Of course, the question arises whether I am a hypocrite and don’t care about my personal behavior and contributions to solving the possible future problem. That is: do I fly too much (yes, although I rarely travel by air), do I use my car too much (most certainly), and can I generally reduce my personal footprint (definitely, although it should be already rather average or even small relative to Germans in general); and what about other environmental (chemical production and usage, or foot production and waste) or moral issues (hunger, poverty)? These are very good questions.
I like the terminology of ‘there is a problem’ and ‘there is no
problem’ people – it’s a good place to start from and nobody can be offended.

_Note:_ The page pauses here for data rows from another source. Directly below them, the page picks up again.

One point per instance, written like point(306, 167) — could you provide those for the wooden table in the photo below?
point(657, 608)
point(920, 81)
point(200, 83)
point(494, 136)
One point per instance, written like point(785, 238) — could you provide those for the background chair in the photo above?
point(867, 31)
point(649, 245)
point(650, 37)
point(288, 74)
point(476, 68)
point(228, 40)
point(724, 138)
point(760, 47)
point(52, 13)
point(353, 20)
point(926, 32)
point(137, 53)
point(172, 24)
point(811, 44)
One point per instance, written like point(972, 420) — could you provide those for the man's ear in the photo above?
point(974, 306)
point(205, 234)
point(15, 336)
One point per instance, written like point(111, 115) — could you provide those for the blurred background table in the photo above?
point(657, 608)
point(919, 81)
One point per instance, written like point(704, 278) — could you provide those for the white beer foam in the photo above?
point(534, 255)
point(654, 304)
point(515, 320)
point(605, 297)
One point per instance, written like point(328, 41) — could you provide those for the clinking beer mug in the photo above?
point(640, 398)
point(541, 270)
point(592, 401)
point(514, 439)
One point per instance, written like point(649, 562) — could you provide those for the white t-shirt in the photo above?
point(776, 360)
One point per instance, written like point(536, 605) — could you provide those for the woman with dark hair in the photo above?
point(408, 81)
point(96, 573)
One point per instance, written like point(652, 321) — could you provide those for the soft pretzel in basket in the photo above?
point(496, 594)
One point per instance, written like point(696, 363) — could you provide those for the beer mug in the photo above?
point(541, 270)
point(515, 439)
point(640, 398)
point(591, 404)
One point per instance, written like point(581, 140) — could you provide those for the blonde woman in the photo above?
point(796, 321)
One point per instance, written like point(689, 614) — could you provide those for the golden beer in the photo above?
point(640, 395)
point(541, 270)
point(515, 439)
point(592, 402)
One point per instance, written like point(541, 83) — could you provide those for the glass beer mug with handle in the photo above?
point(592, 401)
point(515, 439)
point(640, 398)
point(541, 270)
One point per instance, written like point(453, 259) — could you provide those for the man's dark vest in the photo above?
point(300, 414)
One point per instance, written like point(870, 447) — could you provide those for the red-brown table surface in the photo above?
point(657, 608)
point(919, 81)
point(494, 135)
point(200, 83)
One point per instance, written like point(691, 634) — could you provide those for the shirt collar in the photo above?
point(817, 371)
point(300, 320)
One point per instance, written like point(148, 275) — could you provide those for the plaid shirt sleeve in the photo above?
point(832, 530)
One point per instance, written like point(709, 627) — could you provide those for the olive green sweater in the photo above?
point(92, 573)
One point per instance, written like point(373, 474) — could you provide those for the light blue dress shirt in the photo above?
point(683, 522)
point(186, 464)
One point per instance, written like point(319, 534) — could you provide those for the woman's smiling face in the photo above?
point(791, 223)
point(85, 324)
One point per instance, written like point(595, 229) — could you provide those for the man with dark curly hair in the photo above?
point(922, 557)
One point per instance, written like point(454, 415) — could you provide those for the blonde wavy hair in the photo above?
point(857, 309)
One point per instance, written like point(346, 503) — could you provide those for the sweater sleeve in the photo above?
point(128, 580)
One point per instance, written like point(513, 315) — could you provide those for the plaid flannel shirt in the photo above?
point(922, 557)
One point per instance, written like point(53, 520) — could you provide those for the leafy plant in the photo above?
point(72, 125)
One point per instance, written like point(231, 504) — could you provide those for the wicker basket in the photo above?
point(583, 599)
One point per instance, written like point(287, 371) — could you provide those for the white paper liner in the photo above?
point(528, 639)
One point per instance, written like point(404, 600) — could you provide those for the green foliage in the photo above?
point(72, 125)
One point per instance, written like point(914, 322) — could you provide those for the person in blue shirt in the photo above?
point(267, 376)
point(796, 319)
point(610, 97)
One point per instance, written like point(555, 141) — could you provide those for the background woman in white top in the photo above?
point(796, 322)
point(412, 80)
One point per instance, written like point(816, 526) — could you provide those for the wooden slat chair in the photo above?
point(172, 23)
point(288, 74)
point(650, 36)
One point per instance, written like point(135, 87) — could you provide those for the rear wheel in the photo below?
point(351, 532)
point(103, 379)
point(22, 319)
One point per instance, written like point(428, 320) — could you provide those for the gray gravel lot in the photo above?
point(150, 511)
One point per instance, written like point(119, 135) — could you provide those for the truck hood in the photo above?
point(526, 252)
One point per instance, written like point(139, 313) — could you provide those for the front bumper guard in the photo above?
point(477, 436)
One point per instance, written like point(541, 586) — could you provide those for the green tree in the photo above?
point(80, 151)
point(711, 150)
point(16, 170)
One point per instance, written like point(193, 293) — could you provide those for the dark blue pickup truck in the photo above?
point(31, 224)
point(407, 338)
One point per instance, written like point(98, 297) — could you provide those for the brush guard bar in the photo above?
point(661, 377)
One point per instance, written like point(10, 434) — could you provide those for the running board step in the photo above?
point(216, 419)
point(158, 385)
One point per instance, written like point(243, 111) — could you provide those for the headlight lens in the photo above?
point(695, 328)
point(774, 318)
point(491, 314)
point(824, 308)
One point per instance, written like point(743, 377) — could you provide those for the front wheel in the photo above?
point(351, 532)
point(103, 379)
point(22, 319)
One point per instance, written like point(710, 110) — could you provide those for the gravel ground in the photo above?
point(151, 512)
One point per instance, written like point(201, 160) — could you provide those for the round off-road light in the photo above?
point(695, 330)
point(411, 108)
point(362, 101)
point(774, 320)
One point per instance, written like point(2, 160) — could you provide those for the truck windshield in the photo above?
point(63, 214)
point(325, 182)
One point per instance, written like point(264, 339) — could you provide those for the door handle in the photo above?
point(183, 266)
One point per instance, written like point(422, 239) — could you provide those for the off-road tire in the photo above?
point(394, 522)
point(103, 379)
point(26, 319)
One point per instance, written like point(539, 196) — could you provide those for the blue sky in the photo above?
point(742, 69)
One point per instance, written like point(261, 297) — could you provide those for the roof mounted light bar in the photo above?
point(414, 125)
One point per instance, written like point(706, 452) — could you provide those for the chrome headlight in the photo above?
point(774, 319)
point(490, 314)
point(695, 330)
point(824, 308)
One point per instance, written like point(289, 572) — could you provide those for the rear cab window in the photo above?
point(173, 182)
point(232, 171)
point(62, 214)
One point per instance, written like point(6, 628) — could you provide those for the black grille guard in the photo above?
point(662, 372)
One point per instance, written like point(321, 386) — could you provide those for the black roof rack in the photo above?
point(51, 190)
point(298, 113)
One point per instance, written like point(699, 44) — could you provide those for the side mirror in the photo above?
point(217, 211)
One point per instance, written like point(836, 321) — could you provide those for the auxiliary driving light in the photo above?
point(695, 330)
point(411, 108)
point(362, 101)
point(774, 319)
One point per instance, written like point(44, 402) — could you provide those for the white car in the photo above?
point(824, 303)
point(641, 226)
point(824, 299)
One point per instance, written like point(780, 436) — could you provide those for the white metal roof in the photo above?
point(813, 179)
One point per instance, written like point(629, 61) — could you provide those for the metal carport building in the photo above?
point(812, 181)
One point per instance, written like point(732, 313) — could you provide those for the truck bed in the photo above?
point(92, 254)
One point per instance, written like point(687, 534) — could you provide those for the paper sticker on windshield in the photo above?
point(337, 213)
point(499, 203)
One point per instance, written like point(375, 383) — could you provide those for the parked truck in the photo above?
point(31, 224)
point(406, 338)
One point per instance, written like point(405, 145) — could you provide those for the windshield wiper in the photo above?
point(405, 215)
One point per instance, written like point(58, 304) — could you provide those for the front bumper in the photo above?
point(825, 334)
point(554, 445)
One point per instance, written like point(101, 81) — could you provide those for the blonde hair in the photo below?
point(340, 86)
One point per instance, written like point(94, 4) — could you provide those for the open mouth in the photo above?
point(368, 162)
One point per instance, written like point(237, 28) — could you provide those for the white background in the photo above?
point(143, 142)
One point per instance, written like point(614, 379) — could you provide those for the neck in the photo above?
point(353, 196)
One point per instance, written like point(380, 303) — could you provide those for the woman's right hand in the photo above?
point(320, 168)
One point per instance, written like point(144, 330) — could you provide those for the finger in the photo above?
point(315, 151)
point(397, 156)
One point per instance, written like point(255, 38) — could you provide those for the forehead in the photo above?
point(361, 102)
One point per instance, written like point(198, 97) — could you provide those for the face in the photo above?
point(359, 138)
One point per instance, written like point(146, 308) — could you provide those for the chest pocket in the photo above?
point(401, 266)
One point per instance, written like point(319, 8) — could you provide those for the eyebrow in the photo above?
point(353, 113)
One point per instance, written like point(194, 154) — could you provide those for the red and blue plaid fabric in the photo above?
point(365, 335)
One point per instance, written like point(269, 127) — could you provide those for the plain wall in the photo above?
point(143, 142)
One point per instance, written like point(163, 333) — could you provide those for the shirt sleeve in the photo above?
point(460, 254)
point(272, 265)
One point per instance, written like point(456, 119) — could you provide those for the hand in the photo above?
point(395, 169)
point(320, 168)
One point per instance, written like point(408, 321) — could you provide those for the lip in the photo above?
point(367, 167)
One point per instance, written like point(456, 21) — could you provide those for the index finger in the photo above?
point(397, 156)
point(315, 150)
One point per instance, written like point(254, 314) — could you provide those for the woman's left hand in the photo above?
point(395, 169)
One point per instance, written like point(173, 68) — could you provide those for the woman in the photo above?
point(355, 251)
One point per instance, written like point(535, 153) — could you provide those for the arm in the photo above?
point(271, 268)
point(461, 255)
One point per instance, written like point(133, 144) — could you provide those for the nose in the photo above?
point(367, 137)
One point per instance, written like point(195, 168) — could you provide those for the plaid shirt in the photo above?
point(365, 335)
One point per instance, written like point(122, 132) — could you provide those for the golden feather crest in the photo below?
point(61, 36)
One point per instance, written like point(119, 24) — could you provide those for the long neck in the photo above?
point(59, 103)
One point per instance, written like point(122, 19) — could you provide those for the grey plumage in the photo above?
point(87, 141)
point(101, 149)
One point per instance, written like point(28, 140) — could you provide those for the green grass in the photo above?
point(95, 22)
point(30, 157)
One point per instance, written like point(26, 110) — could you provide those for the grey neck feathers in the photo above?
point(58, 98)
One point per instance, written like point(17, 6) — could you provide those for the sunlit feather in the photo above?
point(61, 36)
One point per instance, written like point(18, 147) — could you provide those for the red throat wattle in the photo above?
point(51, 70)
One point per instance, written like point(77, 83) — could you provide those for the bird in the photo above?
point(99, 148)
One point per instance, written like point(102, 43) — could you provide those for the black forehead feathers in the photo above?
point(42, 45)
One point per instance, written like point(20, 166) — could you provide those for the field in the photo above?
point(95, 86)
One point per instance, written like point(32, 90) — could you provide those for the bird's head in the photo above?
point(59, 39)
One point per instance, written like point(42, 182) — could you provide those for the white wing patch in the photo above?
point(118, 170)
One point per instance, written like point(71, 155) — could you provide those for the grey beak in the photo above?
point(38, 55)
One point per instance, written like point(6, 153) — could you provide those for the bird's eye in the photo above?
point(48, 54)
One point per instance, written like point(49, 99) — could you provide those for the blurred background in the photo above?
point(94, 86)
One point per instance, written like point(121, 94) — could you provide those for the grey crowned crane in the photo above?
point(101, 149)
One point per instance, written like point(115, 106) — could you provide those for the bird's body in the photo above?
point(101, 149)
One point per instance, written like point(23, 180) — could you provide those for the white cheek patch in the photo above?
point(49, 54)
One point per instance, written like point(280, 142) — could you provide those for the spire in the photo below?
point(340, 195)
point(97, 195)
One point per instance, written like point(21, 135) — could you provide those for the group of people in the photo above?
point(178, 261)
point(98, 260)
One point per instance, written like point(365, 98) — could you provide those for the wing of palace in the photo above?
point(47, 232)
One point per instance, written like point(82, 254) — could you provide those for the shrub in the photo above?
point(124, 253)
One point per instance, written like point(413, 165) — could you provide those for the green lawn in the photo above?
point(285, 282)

The difficulty that the ‘problem’ people have is there are so many levels of the ‘no problem’ argument, and each ‘no problem’ person emphasizes different combinations of these.
First there is the ‘temperature records have been adjusted to cool the past’ argument, which is hard to argue against when the Iceland Met Office states that the cooling adjustments applied by GHCN are wrong.
Then there is the natural variation argument. We simply don’t know how large the natural variation is on different timescales, and this is a question that models are unlikely to be eable to answer. I agree that the low-frequency variability is probably
under-represented in the models (maybe just simply because the models are so over-damped).
The regulation argument does not just depend on woolly Gaia
ideas. It’s simple physics. Hot air rises. Higher temperatures lead to more evaporation and hence cooling. These are simple negative feedbacks.
Then there is the ‘low sensitivity’ or ‘climate models overestimate the effect of CO2’ argument. The complete failure of recent climate model predictions (eg the Met Office prediction of 0.3C from 2004-14) supports the ‘no problem’ view here.
Finally there is the ‘warming is beneficial’ argument.
From ancient times until the 1970s, it was generally acknowledged that warm was good and cold bad (see for example the conclusions of the famous Callendar paper, or climate textbooks written up to the 1970s).
Only in the recent years of global warming hysteria has this been reversed.
Finally finally is the ‘damaging and pointless’ argument made by Robin Guenier and often by Barry Woods. Damaging – think of the biofuels mess, the destruction of the environment by wind turbines, the poverty caused by high fuel bills thanks to green taxes etc; and pointless – because no world agreement
is going to be reached so a unilateral gesture from a small country
like the UK is pointless in view of what is happening in India and China.
The bottom line is that if they expect people to make drastic changes to their lifestyle, the ‘problem’ people have to make a convincing case, and at the moment they have utterly failed to achieve this.